C’est ainsi par la force des choses, il créa son entreprise qui est un bureau d’étude en 2002 au Maroc. La société d’expertise de contrôle technique d’ouvrages d’arts et de bâtiments (SECTOB) qui a réalisé à peu près 20 mille ouvrages depuis sa création. Comment est-il parvenu à réaliser tout ceci dans un pays comme le Maroc ? Quelle a été sa force pour terminer ses études et travailler dans le royaume ? Son regard sur la situation des boursiers Guinéens au Maroc ?

Le patron de SECTOB nous a ouvert les portes de son bureau pour discuter avec lui et revenir dans cette interview sur son parcours qui inspire tous les Guinéens vivant au Maroc notamment ceux d’Agadir. Lisez !

Planete7 : Monsieur Thierno Aliou Bah bonjour !

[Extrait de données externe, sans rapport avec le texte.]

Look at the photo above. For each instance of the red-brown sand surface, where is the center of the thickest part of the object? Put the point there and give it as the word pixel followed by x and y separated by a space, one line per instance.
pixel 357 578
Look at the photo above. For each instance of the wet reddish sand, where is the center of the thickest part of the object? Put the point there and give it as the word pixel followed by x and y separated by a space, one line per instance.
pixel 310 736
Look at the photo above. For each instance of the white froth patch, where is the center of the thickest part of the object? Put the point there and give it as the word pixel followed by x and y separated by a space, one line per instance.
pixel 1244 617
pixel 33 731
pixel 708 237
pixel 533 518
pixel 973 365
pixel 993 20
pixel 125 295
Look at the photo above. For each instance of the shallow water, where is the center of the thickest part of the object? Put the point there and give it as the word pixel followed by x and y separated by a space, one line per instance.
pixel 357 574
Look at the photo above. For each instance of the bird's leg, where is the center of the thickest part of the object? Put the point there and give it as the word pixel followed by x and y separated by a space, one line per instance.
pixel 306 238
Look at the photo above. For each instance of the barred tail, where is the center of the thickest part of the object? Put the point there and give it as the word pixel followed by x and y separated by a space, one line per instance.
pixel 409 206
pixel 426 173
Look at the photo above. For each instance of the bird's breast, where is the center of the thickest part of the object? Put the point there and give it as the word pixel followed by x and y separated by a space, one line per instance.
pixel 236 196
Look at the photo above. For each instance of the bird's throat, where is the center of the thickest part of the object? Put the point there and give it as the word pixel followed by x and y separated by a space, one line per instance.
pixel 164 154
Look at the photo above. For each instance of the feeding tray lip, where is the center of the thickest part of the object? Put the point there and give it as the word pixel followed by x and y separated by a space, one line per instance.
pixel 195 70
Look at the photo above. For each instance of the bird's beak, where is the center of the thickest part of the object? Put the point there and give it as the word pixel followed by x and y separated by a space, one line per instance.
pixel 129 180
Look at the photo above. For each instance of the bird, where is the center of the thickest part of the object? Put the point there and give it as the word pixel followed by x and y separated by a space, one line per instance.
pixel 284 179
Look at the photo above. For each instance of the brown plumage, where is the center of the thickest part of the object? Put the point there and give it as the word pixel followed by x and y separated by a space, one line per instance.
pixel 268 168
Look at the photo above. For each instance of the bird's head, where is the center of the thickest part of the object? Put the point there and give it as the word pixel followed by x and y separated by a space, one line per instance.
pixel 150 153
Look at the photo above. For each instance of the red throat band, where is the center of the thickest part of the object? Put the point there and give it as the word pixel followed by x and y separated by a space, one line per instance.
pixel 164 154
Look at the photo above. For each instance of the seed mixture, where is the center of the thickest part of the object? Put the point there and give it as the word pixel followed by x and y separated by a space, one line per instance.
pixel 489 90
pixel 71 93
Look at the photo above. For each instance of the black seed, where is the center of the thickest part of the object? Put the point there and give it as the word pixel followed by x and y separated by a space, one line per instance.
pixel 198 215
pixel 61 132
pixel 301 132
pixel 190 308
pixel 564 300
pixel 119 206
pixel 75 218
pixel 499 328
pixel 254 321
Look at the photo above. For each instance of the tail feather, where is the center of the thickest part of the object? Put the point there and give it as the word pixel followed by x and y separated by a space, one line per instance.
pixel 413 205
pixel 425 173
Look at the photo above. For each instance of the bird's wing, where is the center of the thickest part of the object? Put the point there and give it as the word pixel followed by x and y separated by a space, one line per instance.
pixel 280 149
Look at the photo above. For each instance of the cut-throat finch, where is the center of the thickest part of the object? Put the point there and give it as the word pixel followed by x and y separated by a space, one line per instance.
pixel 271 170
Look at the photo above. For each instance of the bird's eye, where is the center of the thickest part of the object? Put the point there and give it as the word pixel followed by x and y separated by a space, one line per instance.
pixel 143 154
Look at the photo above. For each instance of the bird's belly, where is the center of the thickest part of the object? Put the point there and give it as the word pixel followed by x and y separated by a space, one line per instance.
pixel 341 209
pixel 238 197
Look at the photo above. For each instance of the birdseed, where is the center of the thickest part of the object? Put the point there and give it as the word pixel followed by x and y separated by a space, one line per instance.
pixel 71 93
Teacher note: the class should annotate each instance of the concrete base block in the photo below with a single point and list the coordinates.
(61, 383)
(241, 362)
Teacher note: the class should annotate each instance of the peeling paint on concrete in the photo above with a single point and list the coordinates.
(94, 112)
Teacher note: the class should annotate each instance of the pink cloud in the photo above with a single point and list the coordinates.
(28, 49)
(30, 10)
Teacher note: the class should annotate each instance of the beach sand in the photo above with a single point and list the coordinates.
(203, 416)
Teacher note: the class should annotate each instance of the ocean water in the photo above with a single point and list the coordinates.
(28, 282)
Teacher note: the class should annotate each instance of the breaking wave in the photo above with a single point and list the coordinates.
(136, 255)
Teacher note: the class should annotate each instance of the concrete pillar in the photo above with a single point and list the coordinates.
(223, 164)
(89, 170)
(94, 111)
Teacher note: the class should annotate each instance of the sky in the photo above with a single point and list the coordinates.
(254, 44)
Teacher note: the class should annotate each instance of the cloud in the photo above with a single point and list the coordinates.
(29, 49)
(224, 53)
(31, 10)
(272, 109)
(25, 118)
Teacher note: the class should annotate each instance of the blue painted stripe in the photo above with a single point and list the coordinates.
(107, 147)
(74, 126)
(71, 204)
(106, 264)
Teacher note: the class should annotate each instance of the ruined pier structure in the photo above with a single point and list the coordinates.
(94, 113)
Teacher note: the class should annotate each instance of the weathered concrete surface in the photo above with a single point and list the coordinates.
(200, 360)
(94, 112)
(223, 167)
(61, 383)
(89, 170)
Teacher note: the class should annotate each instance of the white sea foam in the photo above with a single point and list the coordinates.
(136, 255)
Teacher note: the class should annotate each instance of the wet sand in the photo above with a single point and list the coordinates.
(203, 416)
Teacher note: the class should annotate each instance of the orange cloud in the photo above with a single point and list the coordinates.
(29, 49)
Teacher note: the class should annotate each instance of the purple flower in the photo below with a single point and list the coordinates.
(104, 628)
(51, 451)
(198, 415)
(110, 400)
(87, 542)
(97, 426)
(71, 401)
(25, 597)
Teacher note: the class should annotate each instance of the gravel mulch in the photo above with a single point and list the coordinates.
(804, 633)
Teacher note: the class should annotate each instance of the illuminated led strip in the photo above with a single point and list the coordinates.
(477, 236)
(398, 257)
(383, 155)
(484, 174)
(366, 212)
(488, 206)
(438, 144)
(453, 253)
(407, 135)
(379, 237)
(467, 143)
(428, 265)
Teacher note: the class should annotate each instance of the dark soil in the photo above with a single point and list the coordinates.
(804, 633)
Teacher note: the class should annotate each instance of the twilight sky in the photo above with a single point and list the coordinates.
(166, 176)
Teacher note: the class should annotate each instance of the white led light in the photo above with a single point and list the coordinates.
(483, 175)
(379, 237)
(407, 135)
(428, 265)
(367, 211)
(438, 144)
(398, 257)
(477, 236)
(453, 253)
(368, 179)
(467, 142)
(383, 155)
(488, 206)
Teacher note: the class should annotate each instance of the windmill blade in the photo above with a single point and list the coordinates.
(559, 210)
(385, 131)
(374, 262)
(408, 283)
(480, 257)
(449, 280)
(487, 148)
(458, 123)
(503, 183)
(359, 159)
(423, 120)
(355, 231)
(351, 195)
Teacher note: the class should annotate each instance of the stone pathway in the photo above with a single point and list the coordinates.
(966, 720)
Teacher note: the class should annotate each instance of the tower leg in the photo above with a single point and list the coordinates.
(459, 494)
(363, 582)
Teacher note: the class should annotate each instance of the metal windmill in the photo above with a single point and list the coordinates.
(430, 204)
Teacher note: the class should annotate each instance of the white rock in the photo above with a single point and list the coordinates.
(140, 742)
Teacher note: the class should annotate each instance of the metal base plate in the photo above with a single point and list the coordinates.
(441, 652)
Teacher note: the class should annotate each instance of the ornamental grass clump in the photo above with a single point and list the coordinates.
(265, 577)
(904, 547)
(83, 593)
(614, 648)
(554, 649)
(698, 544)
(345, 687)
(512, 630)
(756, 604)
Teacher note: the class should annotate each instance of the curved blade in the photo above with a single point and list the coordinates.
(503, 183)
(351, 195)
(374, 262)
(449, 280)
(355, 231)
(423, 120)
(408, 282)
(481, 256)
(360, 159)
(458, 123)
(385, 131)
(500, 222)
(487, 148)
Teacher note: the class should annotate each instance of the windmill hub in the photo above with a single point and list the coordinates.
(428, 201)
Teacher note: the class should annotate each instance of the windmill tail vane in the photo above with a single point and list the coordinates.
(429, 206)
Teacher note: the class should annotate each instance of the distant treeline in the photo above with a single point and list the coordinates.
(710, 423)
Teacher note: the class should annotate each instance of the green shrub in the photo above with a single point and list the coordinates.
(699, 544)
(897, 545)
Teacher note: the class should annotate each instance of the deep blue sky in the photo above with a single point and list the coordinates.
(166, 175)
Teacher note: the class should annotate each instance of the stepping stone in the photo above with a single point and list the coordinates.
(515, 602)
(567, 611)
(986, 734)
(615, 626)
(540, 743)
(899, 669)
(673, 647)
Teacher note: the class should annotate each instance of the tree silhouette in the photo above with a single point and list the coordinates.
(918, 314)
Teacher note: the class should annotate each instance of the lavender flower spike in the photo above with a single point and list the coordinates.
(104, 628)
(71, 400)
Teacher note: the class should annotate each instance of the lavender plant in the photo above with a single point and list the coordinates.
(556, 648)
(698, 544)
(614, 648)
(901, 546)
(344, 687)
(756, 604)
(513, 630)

Bah Thierno Aliou : Oui bonjour monsieur Diallo

Présentez-vous à nos lecteurs, qui est Thierno Aliou Bah qui vit au Maroc depuis plusieurs décennies maintenant ?

Pour commencer d’abord j’aimerais dire bonjour à vos lecteurs et à tous les Guinéens à travers le monde et je leur souhaite le meilleur. Je m’appelle Bah Thierno Aliou, je suis né à Labé, grandi à Mamou, je fais tout mon cycle jusqu’au BAC que j’ai passé en sciences Maths en 1981. Et puis j’ai trois années l’ENAM à la faculté des sciences techniques où on envoyait tous ceux qui faisaient génie civile, génie électrique, météorologie et génie mécanique. J’ai eu le concours pour rentrer à Poli et en 1984 y a eu le coup d’Etat de Lansana Conté et le CMRN et ils nous ont donné des bourses pour venir étudier au Maroc. Donc nous sommes les premiers boursiers de l’Etat guinéen du régime du CMRN. Donc depuis le 12 octobre 1984 effectivement je suis arrivé au Maroc et je vis ici depuis cette date où je suis actuellement.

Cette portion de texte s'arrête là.